さまざまな困難に遭遇したとき、人は原理原則に立ち戻ることで正解に近づくことができます。
または、先人の言葉を参考にすることで事態を打開できることがあります。
そこで私がこれまで先輩に教わり、あるいは体験したり、書籍から学んだことをお伝えさせていただきたいと思います。
最後の1点を勝ち取る力
ここでは、私が日本卓球協会会長としてスポーツの世界で感じたこと、印象に残った事をお話ししたいと思います。
卓球というゲームは11点先取した方がそのゲームを勝ちます。団体戦やダブルスのように5ゲームマッチの場合は3ゲーム先取で勝ち、シングルスのように7ゲームマッチの場合は4ゲーム先取で勝ちとなります。
卓球の試合は、1ゲームの中で、8点の壁というものがあるように思います。8対3とか8対4とか、点数が離れているケースでも逆転されることが珍しくありません。8点を先取した選手は「あと3点で勝ちだ。失点してもまだ余裕がある。」と、無意識にプレーが消極的になり、守りに入ることが多くなります。また、勝利への緊張感から体の動きが硬くなり、失点・逆転の原因になります。メンタルな要素が大きいわけですが、それだけではなく、最後の勝利を確実なものにするだけの技術力の弱さ・足りなさがそこにあると思います。
数多くの国際大会で日本が善戦しながらも逆転され、惜しくも負けてしまう試合を幾度も目の当たりにしてきました。
ある時、「惜しい試合が多いね。もうちょっとだね。」と強化本部長に問いかけたところ、その答えは驚くべきものでした。「会長!!ちっとも惜しい試合ではないんです。負けた選手はすべてを出しきってやっとそこまでプレーをしている。いっぱいいっぱいなんです!!それに対して相手の選手は勝利につながる最後の1点を取るための技を何十通りも持っていて、その技をここぞと思う時に正確に使えるために強烈な努力をしている。

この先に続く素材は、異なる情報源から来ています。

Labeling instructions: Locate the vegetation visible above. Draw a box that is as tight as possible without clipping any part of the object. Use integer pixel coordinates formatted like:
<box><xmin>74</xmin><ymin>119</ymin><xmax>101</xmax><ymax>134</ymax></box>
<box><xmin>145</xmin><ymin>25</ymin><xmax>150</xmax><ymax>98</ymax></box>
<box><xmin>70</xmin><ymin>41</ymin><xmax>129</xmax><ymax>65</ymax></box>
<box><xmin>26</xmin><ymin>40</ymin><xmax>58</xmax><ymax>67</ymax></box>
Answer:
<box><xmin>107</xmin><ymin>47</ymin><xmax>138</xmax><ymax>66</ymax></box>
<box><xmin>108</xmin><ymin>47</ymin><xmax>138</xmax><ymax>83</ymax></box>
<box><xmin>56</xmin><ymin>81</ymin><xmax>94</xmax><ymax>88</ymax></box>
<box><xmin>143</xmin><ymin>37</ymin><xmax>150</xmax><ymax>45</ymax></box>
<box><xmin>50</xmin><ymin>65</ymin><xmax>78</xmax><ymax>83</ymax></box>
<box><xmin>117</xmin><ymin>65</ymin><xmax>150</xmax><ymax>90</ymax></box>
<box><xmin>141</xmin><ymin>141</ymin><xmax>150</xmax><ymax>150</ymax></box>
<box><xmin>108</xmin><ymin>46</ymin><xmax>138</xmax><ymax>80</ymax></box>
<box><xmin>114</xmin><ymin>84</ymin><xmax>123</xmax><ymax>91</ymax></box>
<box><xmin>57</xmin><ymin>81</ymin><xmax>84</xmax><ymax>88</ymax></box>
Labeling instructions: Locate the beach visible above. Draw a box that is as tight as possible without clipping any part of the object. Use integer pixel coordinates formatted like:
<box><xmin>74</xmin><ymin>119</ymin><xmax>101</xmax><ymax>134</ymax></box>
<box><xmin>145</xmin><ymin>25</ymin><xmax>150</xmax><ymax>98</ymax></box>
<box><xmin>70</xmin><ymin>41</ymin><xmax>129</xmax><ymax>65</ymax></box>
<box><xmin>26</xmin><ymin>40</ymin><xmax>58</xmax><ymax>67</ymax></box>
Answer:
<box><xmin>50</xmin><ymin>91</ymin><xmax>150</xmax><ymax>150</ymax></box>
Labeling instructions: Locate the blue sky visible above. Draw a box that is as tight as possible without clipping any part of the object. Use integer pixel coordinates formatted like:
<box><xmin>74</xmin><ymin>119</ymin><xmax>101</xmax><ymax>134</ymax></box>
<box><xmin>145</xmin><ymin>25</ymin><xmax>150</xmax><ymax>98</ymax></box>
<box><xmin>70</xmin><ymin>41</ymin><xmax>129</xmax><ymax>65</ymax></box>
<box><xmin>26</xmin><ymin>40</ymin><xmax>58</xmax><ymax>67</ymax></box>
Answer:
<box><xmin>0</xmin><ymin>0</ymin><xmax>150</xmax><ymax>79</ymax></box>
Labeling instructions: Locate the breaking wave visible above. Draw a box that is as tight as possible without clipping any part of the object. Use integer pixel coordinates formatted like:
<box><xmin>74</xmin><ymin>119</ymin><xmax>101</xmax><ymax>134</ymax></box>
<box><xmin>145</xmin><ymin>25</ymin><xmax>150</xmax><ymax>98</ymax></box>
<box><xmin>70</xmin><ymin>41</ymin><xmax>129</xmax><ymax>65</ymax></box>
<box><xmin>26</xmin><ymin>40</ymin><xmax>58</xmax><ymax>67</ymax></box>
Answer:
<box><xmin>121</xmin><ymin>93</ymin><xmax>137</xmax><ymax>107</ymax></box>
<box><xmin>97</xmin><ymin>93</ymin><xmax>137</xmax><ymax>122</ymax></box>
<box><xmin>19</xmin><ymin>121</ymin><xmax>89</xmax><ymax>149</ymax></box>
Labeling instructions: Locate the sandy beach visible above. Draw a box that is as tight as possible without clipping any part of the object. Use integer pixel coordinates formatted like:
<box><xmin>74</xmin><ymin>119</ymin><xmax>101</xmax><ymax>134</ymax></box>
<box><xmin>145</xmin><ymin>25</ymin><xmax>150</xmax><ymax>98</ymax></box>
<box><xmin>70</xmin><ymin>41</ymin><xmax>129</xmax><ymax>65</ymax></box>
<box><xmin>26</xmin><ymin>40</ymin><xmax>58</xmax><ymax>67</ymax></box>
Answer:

最後の1点を勝ち取るために、コーナーぎりぎりの難しい球を正確に打ち込める力、あるいは回転のきつい難しい球をしっかり受け止めて反撃する力、これらを自分のものにするために何万回と練習を積んでいるんです。たった1点だけれども、勝者と敗者。その背景には、大きな努力と研鑽の差があるんです。その差は大きな差、だから最後に仕留められてしまう。最後の1点を取るための力をつけなければ」というものでした。
「よく戦った!!善戦をした!!惜しかった!!」、ここで我々はプレーヤーも観客もある種の美学を感じて済ませてしまうけれど、勝負の世界はやはり最後に勝たなければ意味がない。我々は勝敗を分ける1点の重みをもっと深いところで理解していかなければいけない。“惜しい負けはない”。ここぞと思う大事なところで勝ち切る力、技を出せる力、それが真の実力!!その背景には、世界で戦う超一流のプレーヤーは自分がどんなに強くても、たとえ世界No.1の選手であっても、いや、世界No.1の選手であればこそ、更なる高みを目指して常に強烈な努力を重ねているのだということを私たちは深いところで理解し、腹に落とし込んでいかなければならないと思います。